28. Category Storage Strategy (Categories on Documents)¶
Date: 2025-11-19
Status: Accepted (Corrected Design)
Deciders: concept-rag Engineering Team
Technical Story: Category Search Feature - Design Correction (November 19, 2025)
Sources: - Planning: 2025-11-19-category-search-feature - Git Commits: 3a59541d3ae93ec7e4055fe17b17eef6752f1d42, 55ccee3c07e9a72c36a7b9330e3d899c426b6804 (November 19, 2024)
Context and Problem Statement¶
During category feature planning, the initial design placed category_id field on concepts table [Initial wrong design: FINAL-DESIGN-SUMMARY.md, lines 95-101]. This was architecturally incorrect because concepts are cross-domain entities (e.g., "testing" appears in software engineering, embedded systems, etc.) [Problem: concepts span categories].

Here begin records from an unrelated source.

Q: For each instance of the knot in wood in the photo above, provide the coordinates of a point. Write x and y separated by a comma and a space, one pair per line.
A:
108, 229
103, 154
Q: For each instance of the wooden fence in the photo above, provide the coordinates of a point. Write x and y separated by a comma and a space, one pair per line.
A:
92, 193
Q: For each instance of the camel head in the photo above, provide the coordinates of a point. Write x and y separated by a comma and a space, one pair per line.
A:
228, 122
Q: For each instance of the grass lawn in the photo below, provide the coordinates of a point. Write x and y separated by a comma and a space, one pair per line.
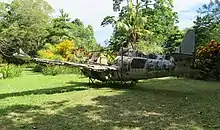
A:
34, 101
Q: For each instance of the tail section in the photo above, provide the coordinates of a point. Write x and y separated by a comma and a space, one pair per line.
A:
21, 55
187, 47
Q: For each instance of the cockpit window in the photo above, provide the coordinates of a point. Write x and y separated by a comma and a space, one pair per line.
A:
138, 63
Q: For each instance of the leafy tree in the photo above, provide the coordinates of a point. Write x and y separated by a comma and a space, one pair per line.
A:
23, 25
130, 24
64, 29
207, 23
157, 28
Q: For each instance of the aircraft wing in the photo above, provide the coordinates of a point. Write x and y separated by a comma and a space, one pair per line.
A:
96, 67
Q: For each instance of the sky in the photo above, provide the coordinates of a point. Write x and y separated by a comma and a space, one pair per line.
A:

The Core Problem: Should categories be a property of concepts or documents? [Planning: FINAL-DESIGN-SUMMARY.md, design correction]
Decision Drivers: * Concepts are cross-domain (single concept, multiple categories) [Observation: concept nature] * Documents belong to specific domains [Observation: document nature] * Category search needs: "Find documents in category X" [Use case: primary query] * Concept aggregation: "What concepts appear in category X?" [Use case: secondary, computed] * Storage efficiency [Goal: no redundancy]
Alternative Options¶
- Option 1: Categories on Documents - category_ids in catalog/chunks tables
- Option 2: Categories on Concepts - category_id field in concepts table
- Option 3: Junction Table - Many-to-many document_categories table
- Option 4: Both - Categories on concepts AND documents
- Option 5: Derived - Compute categories from concepts at query time
Decision Outcome¶
Chosen option: "Categories on Documents (Option 1)", because categories are a property of documents (a book is "about" distributed systems), while concepts are cross-domain entities that appear in multiple categories.
Corrected Design¶
Documents Have Categories: [Source: FINAL-DESIGN-SUMMARY.md, lines 11-16]
CatalogEntry {
concept_ids: number[], // Concepts mentioned in document
category_ids: number[] // Categories document belongs to (e.g., [software engineering, distributed systems])
}
Chunk {
concept_ids: number[], // Concepts in this chunk
category_ids: number[] // Inherited from parent document
}
Concepts Are Category-Agnostic: [Source: lines 19-26]
Concept {
id: number, // hash-based
concept: string, // "testing", "consensus", etc.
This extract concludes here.